It was the summer of 2007 when National Defense Magazine caught wind that the Army had sent three armed ground robots to Iraq.
This scoop and milestone in military history was important enough, the editors felt, to put the special weapons observation remote reconnaissance direct action system, or SWORDS, robot on the September cover. It included the teaser headline: “Will gun-toting machines replace soldiers?”
With the U.S. military embroiled in a largely urban war at the time, the application for a remotely controlled robot with a machine gun mounted on it seemed obvious: it could be used to reduce the exposure of ground troops by going around corners or entering buildings first.
Gunshot wounds then were second only to improvised bombs when it came to battlefield casualties.
The Army had a requirement for 80 more armed robots, but they were never built or fielded.
Almost a decade later, armed ground robots are not in the U.S. military inventory and are, in fact, rarely discussed publicly. There are no programs of record in the Army or Marine Corps, although the latter seems to be more predisposed to the idea.
First of all, the big news in 2007 didn’t turn out to be so big. As the months went on, the magazine uncovered that they hadn’t been used as intended. The story was that shortly before deployment, there was a demonstration for Army brass, and one of the robots displayed “involuntary movement.” In other words, the chassis moved on its own without the operator commanding it. And understandably, that made the officers nervous.
The three SWORDS were sent to Iraq under a cloud of mistrust, and as this column spelled out in the October issue, a lack of trust between humans and robots can kill off a technology. This was an early example.
By the time SWORDS arrived in Iraq, the battlefield commander ordered that they be used as remote weapons stations. The chasses were weighed down by sand bags and they never moved from their fixed locations.
Armed robots since then have popped up in demonstrations every once in awhile. They drew big audiences at the so-called Robotics Rodeo at Fort Benning, Georgia, in 2010, when the newly rechristened modular advanced armed robotic system, MAARS, demonstrated its firepower in a mock village. Funded by the Marine Corps Warfighting Laboratory and built by QinetiQ North America, MAARS did what it was supposed to do: move out and lay down suppressive fire without exposing troops to the same.
Then apparently, MAARS was literally put in mothballs, or whatever the military uses to pack up demonstration models of technologies that don’t bridge the “Valley of Death” between labs and programs of record.
That’s where Col. James Jenkins found them about a year ago when he began his tenure as director of science and technology at the Marine Corps Warfighting Laboratory.
They were packed in crates, he said at the recent Association for Unmanned Vehicle Systems International annual program review. His predecessors were told “to keep them in a box and keep them under wraps. ‘You don’t want to go there.’”

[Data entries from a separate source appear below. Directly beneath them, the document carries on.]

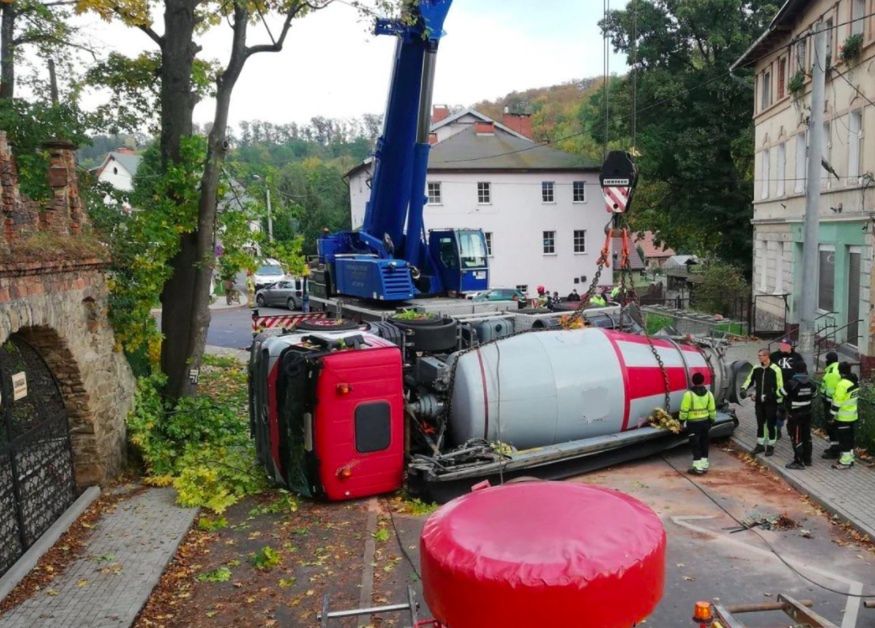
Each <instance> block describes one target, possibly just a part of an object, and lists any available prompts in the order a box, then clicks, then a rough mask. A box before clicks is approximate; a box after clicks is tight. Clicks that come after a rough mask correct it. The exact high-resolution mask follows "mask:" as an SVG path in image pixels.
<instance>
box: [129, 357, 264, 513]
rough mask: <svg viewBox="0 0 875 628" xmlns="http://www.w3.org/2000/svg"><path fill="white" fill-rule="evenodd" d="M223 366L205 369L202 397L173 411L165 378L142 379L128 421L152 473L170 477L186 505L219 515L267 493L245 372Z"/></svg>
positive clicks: (243, 370)
mask: <svg viewBox="0 0 875 628" xmlns="http://www.w3.org/2000/svg"><path fill="white" fill-rule="evenodd" d="M219 363H224V364H226V366H224V367H217V366H211V365H210V364H209V363H207V364H205V367H204V369H203V374H202V379H201V381H202V391H203V394H201V395H200V396H194V397H185V398H183V399H181V400H180V401H179V403H178V405H177V406H176V407H175V408H174V409H172V410H171V409H168V408H167V407H166V406H165V405H164V402H163V400H162V398H161V394H160V389H161V386H163V384H164V377H163V376H162V375H153V376H151V377H142V378H140V380H139V381H138V385H137V395H136V398H135V402H134V409H133V410H132V412H131V414H130V415H129V417H128V435H129V439H130V442H131V444H132V445H133V446H134V447H135V448H136V449H137V451H138V453H139V454H140V456H141V457H142V459H143V462H144V464H145V467H146V472H147V474H148V475H150V476H156V477H158V478H165V477H166V478H169V479H170V481H172V483H173V486H174V488H175V489H176V491H177V494H178V500H179V503H180V504H181V505H183V506H201V507H205V508H208V509H210V510H213V511H215V512H216V513H222V512H224V510H225V509H226V508H227V507H228V506H230V505H232V504H234V503H236V502H237V501H238V500H239V499H240V498H242V497H244V496H246V495H250V494H254V493H258V492H260V491H261V490H263V489H264V479H263V474H262V473H261V471H260V470H259V468H258V467H257V464H256V456H255V451H254V445H253V442H252V440H251V439H250V438H249V426H248V423H247V421H246V418H245V412H246V373H245V369H244V368H243V366H242V365H240V364H238V363H234V364H233V366H227V363H225V362H221V361H219ZM214 364H215V362H214ZM219 521H220V520H219Z"/></svg>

But unpack them, he did. He sent them out in May and June to be used by Marines at the Marine Air-Ground Task Force Integrated Experiment at Twenty-Nine Palms, California.

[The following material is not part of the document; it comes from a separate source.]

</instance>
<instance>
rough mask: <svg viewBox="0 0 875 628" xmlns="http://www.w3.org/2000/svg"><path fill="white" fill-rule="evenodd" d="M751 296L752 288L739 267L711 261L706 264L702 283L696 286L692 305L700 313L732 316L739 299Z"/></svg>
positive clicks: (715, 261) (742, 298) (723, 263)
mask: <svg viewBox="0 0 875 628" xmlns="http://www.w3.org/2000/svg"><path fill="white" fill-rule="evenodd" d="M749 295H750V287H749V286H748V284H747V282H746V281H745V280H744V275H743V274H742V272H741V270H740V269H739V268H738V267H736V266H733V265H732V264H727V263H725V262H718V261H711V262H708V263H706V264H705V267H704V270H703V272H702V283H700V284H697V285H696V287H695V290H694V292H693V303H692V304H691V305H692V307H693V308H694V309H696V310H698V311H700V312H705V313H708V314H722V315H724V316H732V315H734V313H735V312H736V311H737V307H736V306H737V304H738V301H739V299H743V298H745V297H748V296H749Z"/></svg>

One of the goals of the five-day exercise was to experiment with manned-unmanned teaming. The service has acknowledged in documents that it will be fighting in large urban areas in the future and it needs all the help it can get from robotic systems, whether they are in the air or on ground.
“I can send a force of UGVs out, let them do things, and have the Marines sit back in a covered and concealed position, never leave the wire, and do the mission,” he said.
During the first few days, the Marines using the armed robots saw it more as a conveyance for the .50 caliber machine gun. When they were ready to fire, the Marines stood behind it to pull the trigger. But as the exercise continued, they began to use it as intended, Jenkins said.
“Over time as they got more comfortable with the reliability — and the reliability wasn’t perfect, these are still prototype systems — but more comfortable with the potential. You saw more and more that they were willing to poke these things out in a remote environment, use them to suppress targets and at least gain local fire superiority, then maneuver with your manned team once they got the bad guys’ heads down,” Jenkins said.
The lab, along with its Navy counterpart, is revamping its robotic modular, core vehicle so it can be converted from a logistics to a target acquisition/recognition, or a fires platform within 10 minutes, he said.
The idea of armed ground robots is finally taking hold, he added. “Just in the last year, there is a real willingness across the Marine Corps and across the services to recognize the potential benefits that those systems bring and start experimenting with them,” Jenkins said.
SWORDS was at a high technology readiness level in 2007: high enough to be fielded. Nine years later, the robotics industry has made great strides in mobility, autonomy, controllers and vision.
In light of this history, the words of Deputy Secretary of Defense Bob Work are real head-scratchers. “I’m telling you right now,” he said at the Reagan Defense Forum a year ago. “Ten years from now if the first person through a breach isn’t a friggin’ robot, shame on us.”
Ten years? Do U.S. ground forces have to wait that long?
Their potential adversaries don’t. Enter the words “Russian armed ground robots” on YouTube and readers can watch in action about 10 different models ranging in backpackable sizes to those that resemble small tanks.
So “will gun-toting robots replace soldiers?” The answer is “yes,” but whose?